The Trump administration rolled out Thursday its new Africa strategy, taking aimed at what it called Russia and China's "predatory" behavior in the region.
National Security Advisor John Bolton made specific mention of the countries during the announcement saying they "are rapidly expanding their financial and political influence across Africa".
"They are deliberately and aggressively targeting their investments in the region to gain a competitive advantage over the United States," Bolton said at the conservative Heritage Foundation think tank in Washington.
The announcement comes nearly mid-way through U.S. President Donald Trump's first and possibly only four-year term.
Bolton said China in particular "uses bribes, opaque agreements and the strategic use of debt to hold states in Africa captive to Beijing's wishes and demands."
Bolton, who is one of Trump's most influential advisors, made specific mention of China's opening of a military base in Djibouti, which he said threatens a strategic shift in the pivotal Red Sea region.
China opened the base in the Horn of Africa in August, 2017. It lies in close proximity to the U.S.'s only permanent military base on the continent, Camp Lemonnier, and U.S. officials have accused it of being the site from which lasers have been fired at U.S. airmen operating in the area.

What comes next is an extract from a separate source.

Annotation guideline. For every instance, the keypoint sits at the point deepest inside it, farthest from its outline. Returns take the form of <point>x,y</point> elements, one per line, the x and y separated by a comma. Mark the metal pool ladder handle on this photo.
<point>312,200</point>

The U.S. alleges at least two pilots have needed medical treatment after being struck by the lasers.
And of Russia, Bolton said the country is also "seeking to increase its influence in the region through corrupt economic dealings."
"It continues to sell arms and energy in exchange for votes at the United Nations, votes that keep strongmen in power, undermine peace and security, and run counter to the best interests of the African people."
Trump has yet to visit Africa, and there are no known plans for him to do so yet.
First lady Melania Trump visited the continent earlier this year.